Workflow walkthrough¶
The steerkit workflow has six logical stages. You can run the whole loop or stop after any stage.
flowchart LR
A["1. Define concept"] --> B["2. Generate/load pairs"]
B --> C["3. Sweep layers"]
C --> D["4. Calibrate α"]
D --> E["5. Steer"]
E --> F["6. Persist/share"]
C --> F
The core idea is deliberately simple: compare concept-bearing responses against neutral responses on the same prompts, find the layer where those two classes separate cleanly, then use that direction as a steering hook.
1. Define a concept¶
from steerkit import Concept, ConceptGroup, singleton_group
# Single-concept (binary) — wrap in singleton_group:
group = singleton_group(
Concept("verbose", description="long, expansive language"),
neutral_reference="Respond as concisely as possible",
group_name="verbosity",
)
# Multi-concept (mutually exclusive):
emotion = ConceptGroup(
name="emotion",
relationship="mutually_exclusive",
neutral_reference="Respond plainly with no emotion",
concepts=[Concept("joy", "..."), Concept("sadness", "..."), Concept("anger", "...")],
)
The relationship flag drives downstream behavior:
mutually_exclusive— multinomial probe valid; diagnostic heatmap is meaningful.multi_label— concepts can co-occur; only per-concept binary probes are produced.axes— concepts are orthogonal axes (e.g. emotion × formality); typically each axis is its own group, with cross-group composition at steer time.
2. Generate (or load) contrast pairs¶
group.generate_pairs("anthropic:claude-haiku-4-5-20251001", max_pairs_per_concept=30)
# -- or --
from steerkit import load_pairs_jsonl
pairs = load_pairs_jsonl("my_pairs.jsonl")
The teacher spec format is provider:model (e.g. local:HuggingFaceTB/SmolLM2-1.7B-Instruct). Anthropic + OpenAI auto-load the SDK from optional extras and read API keys from environment variables (ANTHROPIC_API_KEY, OPENAI_API_KEY).
3. Sweep + select best layer¶
from steerkit import sweep
fit = sweep(group, model, cache_dir="cache") # GroupFit
fit["joy"] # best Probe for the joy concept
fit.multinomial # MultinomialProbe (mutex groups only)
The cheap tier always runs.
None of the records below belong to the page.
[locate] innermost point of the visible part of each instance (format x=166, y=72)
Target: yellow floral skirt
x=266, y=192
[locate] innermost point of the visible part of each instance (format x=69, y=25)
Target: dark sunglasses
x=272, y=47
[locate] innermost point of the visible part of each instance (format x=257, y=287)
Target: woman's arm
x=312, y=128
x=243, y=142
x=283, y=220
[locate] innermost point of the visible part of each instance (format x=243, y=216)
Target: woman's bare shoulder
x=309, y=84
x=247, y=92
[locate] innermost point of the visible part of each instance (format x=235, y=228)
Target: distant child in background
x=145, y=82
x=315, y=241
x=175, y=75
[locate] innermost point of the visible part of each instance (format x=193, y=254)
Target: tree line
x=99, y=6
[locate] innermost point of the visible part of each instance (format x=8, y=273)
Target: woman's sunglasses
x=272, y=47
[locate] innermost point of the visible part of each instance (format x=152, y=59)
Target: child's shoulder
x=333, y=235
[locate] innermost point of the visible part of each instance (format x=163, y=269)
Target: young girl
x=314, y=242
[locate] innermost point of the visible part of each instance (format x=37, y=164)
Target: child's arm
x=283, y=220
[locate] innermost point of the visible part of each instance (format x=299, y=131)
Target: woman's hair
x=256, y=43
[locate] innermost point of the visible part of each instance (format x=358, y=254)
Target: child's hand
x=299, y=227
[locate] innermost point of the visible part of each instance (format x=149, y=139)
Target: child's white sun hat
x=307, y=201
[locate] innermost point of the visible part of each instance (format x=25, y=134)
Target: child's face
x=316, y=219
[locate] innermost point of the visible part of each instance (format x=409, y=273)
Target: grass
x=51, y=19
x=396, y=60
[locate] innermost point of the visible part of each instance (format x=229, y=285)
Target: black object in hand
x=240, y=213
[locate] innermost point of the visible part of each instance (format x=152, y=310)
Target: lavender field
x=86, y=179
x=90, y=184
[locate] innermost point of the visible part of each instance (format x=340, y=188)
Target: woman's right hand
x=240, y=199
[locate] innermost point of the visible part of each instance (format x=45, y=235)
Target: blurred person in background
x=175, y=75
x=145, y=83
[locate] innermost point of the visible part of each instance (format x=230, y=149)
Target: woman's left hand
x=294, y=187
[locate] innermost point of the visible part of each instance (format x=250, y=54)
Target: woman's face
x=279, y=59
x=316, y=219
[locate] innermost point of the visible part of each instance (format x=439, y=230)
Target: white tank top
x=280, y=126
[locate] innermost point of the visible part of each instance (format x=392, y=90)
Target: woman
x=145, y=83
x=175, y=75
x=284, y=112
At every layer, steerkit fits three candidate linear directions:
logistic— logistic regression with L2 regularization; usually the default steering direction.diff_of_means— the average positive activation minus the average neutral activation.mass_mean— shrinkage LDA, useful when dimensionality is high and the dataset is small.
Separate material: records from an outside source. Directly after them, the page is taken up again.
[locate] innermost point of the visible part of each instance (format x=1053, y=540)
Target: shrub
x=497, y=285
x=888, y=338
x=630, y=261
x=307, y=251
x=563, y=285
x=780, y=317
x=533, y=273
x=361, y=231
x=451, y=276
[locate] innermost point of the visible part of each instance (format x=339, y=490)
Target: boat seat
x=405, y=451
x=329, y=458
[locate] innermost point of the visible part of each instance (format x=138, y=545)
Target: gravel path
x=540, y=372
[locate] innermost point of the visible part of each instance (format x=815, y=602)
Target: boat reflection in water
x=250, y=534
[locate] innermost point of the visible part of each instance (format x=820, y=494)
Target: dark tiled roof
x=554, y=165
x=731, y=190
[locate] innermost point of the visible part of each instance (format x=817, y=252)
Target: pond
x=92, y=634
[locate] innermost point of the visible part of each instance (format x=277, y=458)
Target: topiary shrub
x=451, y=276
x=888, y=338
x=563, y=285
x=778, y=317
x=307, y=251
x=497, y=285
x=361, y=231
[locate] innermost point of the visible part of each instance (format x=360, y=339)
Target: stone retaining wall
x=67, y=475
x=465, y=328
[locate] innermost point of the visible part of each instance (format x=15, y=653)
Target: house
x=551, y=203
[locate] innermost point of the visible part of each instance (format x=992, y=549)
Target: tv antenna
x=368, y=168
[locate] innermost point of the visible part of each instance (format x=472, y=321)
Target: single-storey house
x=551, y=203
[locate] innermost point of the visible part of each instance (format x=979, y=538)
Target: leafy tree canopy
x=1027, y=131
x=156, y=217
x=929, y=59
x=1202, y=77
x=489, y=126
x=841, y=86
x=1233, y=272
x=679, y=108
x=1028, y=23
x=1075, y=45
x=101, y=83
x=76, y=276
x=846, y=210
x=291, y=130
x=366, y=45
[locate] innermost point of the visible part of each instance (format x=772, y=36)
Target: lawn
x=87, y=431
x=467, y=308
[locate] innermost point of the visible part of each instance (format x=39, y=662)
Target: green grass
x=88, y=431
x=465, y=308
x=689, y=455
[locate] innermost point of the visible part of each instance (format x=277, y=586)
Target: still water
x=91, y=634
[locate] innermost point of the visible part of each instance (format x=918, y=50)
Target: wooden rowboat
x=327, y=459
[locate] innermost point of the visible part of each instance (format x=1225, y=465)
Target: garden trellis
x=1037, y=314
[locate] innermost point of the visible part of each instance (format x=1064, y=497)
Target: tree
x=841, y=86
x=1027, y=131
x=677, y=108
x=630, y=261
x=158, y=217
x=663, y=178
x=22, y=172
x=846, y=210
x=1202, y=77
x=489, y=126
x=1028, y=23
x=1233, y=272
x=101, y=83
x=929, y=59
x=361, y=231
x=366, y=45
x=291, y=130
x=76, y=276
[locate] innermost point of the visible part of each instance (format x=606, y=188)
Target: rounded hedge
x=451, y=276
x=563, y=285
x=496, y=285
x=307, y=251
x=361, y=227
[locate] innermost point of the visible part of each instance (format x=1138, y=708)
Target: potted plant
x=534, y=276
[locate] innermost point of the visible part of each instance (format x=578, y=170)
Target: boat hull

Each layer gets held-out AUC metrics plus Cohen's d for the logistic score. The expensive tier is opt-in:
This invokes the LLM judge on the top-K candidate layers per concept and writes metrics["steering_effect"] on each.
4. Calibrate α (optional)¶
Sweeps α candidates and picks the largest where steered-output perplexity stays within a 1.5× ratio of unsteered. Result attaches to probe.auto_alpha and is the default when Probe.steer(..., alpha=None).
5. Steer¶
probe.steer(model, prompt) # uses auto_alpha
probe.ablate(model, prompt) # remove the concept
probe.clamp(model, prompt, target=2.0) # force projection to 2.0
probe.amplify(model, prompt, gamma=2.0) # scale existing signal
# Cross-group composition:
from steerkit import compose
composite = compose([fit_a["x"], fit_b["y"]], weights=[0.7, 0.3])
composite.steer(model, prompt)
# Multi-layer window-of-(2k+1):
from steerkit import window
window_composite = window(fit.per_concept["joy"], center_layer=fit["joy"].layer, k=1)
window_composite.steer(model, prompt)
6. Persist + share¶
fit["joy"].save("joy.probe.safetensors") # one self-contained file
fit.save("emotion_fit/") # whole GroupFit as a directory
# HTML one-pager (embedded PNGs):
fit.report(model=model, out="report.html")
# llama.cpp gguf control vector:
probe.export_gguf("joy.gguf")
The .probe.safetensors file is portable: the embedded JSON metadata identifies the source model, hook site, layer (absolute + normalized depth), default method, calibrated α, and dataset hash. Reload anywhere with Probe.load(path).